Die Sonne war indessen untergegangen, und wir kehrten nach der Wohnung zurück. Bevor wir uns zur Ruhe begaben, setzte sich Apollonius mit mir unter die Rebenlaube, um seiner täglichen Gewohnheit nach, durch Anhörung eines die Sinne zur Ruhe stimmenden Gesangs, sich einen wohltätigen Schlummer zu verschaffen. Kymon hatte sich von uns getrennt, um den Wechselgesang der Mutter und Tochter, wobei sie sich selbst auf der Pandura begleiteten, mit seinem vielbesaiteten Barbiton zu verstärken.

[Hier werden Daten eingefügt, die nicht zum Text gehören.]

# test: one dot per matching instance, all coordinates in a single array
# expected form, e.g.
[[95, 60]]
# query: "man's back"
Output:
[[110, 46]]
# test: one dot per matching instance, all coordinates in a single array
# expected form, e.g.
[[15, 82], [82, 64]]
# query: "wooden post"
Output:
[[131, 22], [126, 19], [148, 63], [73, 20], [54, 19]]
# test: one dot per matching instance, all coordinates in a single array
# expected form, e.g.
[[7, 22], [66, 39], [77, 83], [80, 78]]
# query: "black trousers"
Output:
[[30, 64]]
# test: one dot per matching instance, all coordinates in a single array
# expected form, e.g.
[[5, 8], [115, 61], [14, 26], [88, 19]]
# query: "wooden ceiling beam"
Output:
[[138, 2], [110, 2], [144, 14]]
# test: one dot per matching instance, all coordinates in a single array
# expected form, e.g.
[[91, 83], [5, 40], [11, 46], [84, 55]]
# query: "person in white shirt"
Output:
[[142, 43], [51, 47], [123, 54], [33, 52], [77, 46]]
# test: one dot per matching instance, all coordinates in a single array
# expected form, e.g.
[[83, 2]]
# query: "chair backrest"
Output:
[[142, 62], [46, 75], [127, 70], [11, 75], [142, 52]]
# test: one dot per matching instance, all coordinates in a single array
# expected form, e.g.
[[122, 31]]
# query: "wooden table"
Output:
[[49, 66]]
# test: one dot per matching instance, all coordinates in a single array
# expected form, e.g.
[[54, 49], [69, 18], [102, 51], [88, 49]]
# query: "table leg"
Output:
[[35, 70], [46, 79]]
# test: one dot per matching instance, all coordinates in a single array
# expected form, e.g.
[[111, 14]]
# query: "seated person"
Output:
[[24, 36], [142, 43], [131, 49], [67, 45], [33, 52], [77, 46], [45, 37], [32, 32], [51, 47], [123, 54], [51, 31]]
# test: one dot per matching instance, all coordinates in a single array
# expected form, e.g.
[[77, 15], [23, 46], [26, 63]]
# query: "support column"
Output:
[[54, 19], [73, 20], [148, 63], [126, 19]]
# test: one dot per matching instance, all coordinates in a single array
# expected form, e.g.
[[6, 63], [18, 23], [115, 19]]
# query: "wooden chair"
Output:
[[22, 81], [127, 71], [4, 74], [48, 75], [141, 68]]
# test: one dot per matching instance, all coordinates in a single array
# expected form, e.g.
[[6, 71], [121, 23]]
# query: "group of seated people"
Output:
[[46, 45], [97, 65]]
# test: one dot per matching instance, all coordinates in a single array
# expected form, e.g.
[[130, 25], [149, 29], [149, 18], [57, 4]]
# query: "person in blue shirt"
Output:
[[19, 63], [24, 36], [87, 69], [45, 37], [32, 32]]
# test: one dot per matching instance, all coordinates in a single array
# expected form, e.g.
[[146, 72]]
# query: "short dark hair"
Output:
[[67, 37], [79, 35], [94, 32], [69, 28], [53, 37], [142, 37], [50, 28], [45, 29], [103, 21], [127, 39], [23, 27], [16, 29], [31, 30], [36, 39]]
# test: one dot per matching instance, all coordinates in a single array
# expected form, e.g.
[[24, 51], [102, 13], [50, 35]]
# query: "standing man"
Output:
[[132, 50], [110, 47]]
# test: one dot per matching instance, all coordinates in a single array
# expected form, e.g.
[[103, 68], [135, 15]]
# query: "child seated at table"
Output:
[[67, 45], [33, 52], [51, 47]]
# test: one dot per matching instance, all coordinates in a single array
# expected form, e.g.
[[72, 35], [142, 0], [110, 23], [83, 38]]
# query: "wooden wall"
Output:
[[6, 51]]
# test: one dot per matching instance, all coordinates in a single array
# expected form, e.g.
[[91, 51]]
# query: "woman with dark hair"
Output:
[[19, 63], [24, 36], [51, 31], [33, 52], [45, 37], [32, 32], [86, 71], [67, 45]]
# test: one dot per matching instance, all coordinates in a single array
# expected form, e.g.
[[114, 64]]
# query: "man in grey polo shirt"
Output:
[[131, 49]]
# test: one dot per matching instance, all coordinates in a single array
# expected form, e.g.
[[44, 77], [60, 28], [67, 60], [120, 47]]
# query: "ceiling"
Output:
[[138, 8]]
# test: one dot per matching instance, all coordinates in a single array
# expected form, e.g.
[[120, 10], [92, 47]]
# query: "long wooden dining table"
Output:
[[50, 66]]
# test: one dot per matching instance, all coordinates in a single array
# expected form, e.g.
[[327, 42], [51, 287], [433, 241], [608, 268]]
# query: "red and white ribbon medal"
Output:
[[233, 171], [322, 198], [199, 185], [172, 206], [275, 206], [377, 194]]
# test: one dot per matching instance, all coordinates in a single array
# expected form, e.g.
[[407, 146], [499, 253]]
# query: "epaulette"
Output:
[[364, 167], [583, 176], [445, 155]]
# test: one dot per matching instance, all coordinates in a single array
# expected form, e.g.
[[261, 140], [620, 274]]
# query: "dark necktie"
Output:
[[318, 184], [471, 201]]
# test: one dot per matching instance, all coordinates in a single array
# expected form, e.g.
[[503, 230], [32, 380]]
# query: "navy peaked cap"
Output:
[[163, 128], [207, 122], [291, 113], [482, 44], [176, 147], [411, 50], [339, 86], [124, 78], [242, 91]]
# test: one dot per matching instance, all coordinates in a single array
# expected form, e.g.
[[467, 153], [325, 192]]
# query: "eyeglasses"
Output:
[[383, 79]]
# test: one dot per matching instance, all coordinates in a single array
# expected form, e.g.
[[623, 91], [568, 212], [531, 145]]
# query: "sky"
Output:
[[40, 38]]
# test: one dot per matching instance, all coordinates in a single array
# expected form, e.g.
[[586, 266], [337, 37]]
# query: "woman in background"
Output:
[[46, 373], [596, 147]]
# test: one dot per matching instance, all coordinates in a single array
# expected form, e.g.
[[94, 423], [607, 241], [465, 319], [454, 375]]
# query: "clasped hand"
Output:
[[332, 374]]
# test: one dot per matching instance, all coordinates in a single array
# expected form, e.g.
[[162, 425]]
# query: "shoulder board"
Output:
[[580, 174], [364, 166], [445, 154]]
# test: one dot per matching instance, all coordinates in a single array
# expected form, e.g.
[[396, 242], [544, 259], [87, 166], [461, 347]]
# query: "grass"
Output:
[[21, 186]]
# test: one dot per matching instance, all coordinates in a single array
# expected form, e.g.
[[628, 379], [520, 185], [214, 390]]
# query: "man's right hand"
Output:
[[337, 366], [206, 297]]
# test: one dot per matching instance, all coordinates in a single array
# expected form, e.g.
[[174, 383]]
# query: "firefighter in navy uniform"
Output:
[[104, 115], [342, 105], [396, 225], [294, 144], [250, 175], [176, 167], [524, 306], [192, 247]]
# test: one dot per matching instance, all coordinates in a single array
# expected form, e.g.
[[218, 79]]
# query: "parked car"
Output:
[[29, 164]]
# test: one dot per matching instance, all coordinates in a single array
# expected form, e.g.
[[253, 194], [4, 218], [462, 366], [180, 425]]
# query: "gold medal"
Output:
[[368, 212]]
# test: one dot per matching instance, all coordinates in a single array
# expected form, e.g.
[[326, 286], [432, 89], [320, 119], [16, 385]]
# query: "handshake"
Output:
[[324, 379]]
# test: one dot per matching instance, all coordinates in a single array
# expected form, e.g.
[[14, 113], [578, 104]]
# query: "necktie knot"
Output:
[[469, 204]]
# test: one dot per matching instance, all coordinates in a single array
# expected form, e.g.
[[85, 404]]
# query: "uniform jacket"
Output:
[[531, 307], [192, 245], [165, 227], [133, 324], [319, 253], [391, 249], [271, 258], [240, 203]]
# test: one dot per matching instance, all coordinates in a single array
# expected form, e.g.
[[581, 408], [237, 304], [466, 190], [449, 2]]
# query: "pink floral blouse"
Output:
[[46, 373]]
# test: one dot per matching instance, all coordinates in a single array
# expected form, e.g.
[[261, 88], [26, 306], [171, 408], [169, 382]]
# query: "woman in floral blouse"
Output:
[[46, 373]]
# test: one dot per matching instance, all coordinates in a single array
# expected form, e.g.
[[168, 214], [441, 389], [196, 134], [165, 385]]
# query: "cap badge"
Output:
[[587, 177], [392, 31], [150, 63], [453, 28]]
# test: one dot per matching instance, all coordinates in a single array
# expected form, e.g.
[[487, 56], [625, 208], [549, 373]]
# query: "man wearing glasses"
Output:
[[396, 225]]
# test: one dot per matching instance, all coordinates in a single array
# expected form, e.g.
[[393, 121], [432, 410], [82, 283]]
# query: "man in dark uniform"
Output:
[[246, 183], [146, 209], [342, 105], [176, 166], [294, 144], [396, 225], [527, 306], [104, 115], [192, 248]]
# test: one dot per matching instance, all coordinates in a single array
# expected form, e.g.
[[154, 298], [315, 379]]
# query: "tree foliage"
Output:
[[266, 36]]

Auch diesmal schien mir der Geist Agathodämons in dieser herzerfreuenden Musik zu weben: aber ich glaubte etwas zu bemerken, das ich gestern (vermutlich von dem Zauber der beiden Stimmen zu stark ergriffen, um auf etwas anderes Acht zu geben) wenigstens nicht so deutlich als jetzt wahrgenommen hatte. Die Begleitung, welche gewöhnlich sich begnügt, der Singstimme Ton für Ton zur Seite zu gehen, oder höchstens in Oktaven über oder unter ihr zu schweben, schien mir jetzt öfters, in andern, dem ungewohnten Ohr auffallenden Verhältnissen, von ihr abzuweichen, und dadurch nicht nur in das Ganze eine gefällige Mannigfaltigkeit zu bringen, sondern dem Gesang selbst mehr Anmut zu geben, und seine psychagogische Wirkung merklich zu erhöhen.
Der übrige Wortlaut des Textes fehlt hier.